La croce è il più profondo chinarsi della Divinità sull'uomo e su ciò che
l'uomo - specialmente nei momenti difficili e dolorosi - chiama il suo
infelice destino. La croce è come un tocco dell'eterno amore sulle ferite
più dolorose dell'esistenza terrena dell'uomo, è il compimento sino alla
fine del programma messianico, che Cristo formulò una volta nella
sinagoga di Nazaret (cf. Lc 4,18-21) e ripeté poi dinanzi agli inviati
di Giovanni Battista (cf. Lc 7,20-23). Secondo le parole scritte già
nella profezia di Isaia (cf.
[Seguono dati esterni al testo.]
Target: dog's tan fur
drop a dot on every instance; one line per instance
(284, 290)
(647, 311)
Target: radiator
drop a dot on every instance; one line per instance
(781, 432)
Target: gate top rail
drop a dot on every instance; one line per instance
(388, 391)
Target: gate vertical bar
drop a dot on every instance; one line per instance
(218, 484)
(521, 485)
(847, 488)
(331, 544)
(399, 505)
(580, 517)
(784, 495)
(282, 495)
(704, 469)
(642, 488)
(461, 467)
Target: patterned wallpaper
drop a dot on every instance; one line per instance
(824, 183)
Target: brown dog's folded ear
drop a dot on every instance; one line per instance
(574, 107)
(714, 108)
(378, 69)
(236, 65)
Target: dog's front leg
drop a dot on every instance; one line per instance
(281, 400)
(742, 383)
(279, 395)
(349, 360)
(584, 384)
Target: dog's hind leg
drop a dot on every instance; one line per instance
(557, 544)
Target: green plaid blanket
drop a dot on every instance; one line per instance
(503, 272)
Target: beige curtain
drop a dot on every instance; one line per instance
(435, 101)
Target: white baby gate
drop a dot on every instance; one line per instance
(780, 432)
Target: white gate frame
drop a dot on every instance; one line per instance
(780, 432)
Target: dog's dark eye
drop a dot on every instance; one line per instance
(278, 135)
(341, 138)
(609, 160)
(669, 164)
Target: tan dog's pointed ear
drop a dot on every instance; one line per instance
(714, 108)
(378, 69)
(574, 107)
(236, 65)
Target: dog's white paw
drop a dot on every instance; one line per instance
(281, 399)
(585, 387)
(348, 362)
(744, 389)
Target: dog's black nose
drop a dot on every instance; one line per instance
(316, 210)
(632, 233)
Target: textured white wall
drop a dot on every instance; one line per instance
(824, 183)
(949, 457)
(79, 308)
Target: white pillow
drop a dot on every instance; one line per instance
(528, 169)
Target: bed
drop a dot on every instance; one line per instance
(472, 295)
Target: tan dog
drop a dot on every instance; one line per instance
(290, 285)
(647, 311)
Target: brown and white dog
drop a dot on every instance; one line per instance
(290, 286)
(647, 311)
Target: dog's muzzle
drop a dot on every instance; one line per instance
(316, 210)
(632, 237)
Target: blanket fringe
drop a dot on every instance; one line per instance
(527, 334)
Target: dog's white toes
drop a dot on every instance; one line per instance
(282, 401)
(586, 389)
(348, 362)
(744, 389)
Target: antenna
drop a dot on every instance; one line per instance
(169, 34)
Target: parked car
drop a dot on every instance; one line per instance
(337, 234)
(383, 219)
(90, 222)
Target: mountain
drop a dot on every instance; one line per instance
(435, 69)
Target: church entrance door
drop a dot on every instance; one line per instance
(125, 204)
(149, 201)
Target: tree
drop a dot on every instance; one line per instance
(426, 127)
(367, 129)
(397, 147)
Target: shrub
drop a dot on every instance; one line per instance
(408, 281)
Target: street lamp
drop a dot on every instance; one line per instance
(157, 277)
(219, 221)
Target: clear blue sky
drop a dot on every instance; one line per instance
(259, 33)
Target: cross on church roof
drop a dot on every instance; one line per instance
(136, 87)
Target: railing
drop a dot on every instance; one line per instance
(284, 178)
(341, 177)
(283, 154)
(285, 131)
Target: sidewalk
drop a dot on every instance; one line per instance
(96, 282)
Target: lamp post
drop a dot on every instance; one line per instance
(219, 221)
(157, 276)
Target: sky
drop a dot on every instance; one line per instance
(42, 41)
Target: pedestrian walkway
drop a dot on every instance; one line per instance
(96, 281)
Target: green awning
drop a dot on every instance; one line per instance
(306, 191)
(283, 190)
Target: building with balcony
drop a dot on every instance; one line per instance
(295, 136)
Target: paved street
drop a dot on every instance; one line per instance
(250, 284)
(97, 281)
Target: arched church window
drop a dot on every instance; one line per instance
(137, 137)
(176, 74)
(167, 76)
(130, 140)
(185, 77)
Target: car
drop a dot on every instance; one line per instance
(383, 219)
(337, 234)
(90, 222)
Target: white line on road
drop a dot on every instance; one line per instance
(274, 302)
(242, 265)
Is 35,5; 6,1-3), tale programma consisteva
nella rivelazione dell'amore misericordioso verso i poveri, i sofferenti
e i prigionieri, verso i non vedenti, gli oppressi e i peccatori. Nel
mistero pasquale viene oltrepassato il limite del molteplice male, di cui
l'uomo diventa partecipo e nell'esistenza terrena: la croce di Cristo,
infatti, ci fa comprendere le più profonde radici del male, che affondano
nel peccato e nella morte, e così diventa un segno escatologico. Soltanto
nel compimento escatologico e nel definitivo rinnovamento del mondo,
l'amore in tutti gli eletti vincerà le sorgenti più profonde del male,
portando quale frutto pienamente maturo il Regno della vita e della
santità e dell'immortalità gloriosa. Il fondamento di tale compimento
escatologico è già racchiuso nella croce di Cristo e nella sua morte. Il
fatto che Cristo "è risuscitato il terzo giorno" (1Cor 15,4) costituisce
il segno finale della missione messianica, segno che corona l'intera
rivelazione dell'amore misericordioso nel mondo soggetto al male. Ciò
costituisce al tempo stesso il segno, che preannuncia "un nuovo cielo e
una nuova terra" (Ap 21,1), quando Dio "tergerà ogni lacrima dai loro
occhi; non ci sarà più la morte, né lutto, né lamento, né affanno, perché
le cose di prima sono passate" (Ap 21,4).